Fig. 1 is a diagram explaining the principle of the present invention, Fig. 2 is a block diagram of an embodiment of the method of the present invention, Fig. 3 is a disk format of an embodiment of the method of the present invention, and Fig. 4 is a diagram of the method of the present invention. FIG. 5 is a flowchart of an embodiment of dirt detection processing; FIG. 5 is a diagram showing a bad sector distribution range of an embodiment of the method of the present invention; FIG. 6 is a configuration diagram of an embodiment of a cleaning system to which the method of the present invention is applied. be. In the figure, 0 indicates an optical disk control device, 2 indicates a dirt detection process, 4 indicates an FCC circuit, 5 indicates an optical disk device, 1 indicates an optical disk medium, 0 indicates a bad sector, 1 indicates a replacement method bad sector, and 2 indicates a bad sector distribution range. .

Claims (1)

[Scope of Claims] In a dirt detection method for an optical disk device that detects dirt on a disk medium or an optical head of an optical disk device and determines a cleaning request, a user area (101) used by a user of an optical disk medium is provided.
When an uncorrectable error occurs in b), the sector of the user area (101b) where the uncorrectable error occurred is allocated to the spare area (101c) of the optical disk medium, and the uncorrectable error of the user area (101b) occurs.

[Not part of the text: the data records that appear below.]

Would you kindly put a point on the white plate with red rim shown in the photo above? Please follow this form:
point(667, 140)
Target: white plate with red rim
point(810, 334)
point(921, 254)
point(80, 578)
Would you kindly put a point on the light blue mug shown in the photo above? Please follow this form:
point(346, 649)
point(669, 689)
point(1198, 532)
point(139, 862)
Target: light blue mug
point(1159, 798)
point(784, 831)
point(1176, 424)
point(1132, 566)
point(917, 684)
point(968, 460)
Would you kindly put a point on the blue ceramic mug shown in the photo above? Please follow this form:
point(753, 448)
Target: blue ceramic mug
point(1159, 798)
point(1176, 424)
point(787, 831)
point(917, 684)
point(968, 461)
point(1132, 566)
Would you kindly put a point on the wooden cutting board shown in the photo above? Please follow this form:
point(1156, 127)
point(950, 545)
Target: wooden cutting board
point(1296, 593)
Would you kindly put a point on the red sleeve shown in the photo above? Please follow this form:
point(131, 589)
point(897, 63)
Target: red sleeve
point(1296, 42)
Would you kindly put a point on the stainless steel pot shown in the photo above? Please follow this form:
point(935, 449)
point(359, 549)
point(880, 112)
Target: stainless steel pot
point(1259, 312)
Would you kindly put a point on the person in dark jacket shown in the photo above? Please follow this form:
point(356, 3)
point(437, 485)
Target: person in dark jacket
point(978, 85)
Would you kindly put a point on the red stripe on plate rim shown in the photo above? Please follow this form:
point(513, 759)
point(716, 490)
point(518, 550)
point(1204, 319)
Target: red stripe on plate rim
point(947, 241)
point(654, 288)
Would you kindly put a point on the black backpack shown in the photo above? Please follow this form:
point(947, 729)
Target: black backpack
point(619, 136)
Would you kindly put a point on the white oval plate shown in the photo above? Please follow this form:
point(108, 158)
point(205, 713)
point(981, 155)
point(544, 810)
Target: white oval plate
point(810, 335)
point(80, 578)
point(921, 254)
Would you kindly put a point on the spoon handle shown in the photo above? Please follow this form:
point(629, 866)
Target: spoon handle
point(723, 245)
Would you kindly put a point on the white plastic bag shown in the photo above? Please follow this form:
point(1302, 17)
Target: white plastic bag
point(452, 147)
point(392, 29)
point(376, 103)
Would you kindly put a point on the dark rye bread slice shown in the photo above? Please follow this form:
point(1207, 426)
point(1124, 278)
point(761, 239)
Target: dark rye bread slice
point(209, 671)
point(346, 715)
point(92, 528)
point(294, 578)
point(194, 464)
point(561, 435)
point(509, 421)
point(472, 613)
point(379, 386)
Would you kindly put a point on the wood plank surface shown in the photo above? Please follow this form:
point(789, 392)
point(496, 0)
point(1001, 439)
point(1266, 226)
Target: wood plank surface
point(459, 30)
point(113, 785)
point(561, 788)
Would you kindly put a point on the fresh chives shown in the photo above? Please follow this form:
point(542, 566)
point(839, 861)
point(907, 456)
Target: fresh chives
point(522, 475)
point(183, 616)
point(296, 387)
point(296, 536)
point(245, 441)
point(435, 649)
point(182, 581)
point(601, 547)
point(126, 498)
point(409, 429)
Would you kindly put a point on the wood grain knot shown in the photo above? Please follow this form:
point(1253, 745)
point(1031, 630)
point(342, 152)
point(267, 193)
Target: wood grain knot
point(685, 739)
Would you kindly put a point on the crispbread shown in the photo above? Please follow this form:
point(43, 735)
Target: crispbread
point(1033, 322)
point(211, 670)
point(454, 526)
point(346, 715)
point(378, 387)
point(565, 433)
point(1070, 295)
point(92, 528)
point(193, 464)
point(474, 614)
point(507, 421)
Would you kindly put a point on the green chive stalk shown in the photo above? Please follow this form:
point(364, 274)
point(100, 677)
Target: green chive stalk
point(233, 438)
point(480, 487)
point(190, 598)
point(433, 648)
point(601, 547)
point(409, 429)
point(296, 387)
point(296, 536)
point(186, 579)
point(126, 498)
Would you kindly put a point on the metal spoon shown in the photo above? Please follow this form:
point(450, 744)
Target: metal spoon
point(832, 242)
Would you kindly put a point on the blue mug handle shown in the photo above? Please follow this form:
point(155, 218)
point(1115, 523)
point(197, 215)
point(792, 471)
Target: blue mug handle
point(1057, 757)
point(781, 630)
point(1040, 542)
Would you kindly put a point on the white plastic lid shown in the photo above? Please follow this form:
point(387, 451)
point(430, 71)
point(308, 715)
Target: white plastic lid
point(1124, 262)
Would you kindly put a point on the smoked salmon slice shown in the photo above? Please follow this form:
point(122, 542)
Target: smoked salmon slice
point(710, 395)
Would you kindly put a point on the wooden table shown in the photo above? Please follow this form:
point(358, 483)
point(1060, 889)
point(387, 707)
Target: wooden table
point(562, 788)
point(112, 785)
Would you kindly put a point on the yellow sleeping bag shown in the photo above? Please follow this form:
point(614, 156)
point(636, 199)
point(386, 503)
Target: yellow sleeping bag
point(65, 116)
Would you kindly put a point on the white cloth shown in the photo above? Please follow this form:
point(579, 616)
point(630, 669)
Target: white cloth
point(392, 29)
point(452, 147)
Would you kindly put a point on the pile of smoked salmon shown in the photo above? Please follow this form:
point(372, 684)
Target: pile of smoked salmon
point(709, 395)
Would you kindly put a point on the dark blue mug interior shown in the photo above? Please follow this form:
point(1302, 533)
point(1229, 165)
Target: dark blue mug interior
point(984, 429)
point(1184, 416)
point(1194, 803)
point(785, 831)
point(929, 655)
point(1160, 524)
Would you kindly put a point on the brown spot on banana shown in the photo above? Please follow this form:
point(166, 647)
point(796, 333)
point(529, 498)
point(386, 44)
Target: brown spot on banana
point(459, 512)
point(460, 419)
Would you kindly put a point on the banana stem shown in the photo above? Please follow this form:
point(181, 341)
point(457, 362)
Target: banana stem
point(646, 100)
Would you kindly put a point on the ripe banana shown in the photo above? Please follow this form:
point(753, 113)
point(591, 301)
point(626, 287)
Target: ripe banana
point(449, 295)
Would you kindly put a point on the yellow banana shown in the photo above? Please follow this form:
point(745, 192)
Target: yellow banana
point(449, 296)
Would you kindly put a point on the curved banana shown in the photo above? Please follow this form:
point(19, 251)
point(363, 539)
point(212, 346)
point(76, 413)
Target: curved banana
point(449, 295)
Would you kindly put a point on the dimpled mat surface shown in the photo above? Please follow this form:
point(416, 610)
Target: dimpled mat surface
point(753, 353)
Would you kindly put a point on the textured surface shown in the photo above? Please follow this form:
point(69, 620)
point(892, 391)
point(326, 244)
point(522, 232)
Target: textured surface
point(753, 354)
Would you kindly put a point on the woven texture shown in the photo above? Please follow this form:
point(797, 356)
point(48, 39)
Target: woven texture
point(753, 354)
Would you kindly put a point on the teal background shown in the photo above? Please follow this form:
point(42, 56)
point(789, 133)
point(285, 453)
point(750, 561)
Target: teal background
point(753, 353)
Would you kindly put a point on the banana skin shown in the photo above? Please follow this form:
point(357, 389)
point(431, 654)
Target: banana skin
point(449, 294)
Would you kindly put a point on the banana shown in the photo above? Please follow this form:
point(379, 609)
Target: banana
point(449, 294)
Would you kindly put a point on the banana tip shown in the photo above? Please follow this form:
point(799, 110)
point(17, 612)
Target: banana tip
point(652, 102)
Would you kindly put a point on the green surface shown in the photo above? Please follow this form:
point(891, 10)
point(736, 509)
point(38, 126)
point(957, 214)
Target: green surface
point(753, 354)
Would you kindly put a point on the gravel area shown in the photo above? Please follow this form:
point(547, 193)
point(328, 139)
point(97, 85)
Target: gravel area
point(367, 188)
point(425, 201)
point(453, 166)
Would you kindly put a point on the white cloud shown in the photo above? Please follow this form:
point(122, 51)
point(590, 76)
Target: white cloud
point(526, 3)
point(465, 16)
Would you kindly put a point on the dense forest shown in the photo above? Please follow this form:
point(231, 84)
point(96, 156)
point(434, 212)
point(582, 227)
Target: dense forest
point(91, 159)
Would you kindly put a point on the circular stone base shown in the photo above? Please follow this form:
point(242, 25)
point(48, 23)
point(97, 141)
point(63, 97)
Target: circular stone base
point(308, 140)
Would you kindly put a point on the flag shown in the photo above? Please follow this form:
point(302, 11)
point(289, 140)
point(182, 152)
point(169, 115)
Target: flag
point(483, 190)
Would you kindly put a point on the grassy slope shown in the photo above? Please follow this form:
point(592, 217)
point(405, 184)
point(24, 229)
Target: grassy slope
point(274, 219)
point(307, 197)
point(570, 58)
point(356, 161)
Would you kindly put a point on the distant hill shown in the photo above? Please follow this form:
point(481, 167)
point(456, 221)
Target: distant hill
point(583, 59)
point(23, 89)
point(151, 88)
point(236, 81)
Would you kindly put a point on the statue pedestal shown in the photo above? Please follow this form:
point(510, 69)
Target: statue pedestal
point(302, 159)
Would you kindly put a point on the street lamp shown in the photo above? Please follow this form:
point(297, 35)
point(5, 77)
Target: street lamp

The address of the defective sector and the sector address assigned to the replacement area (101c) are stored in the replacement map area (101c) of the optical disk medium.
Replacement map creation means (101) that sequentially writes to 01a)
and a range setting means (102) for setting a predetermined range adjacent to the bad sector of the user area (101b) in which an uncorrectable error has occurred, and everything existing in the predetermined range set by the range setting means (102). a counting means (103) for searching the replacement map and counting the number of bad sectors; and comparing the count counted by the counting means (103) with a predetermined value and detecting dirt when the predetermined value is exceeded. and a comparison means (104) for issuing a request for cleaning.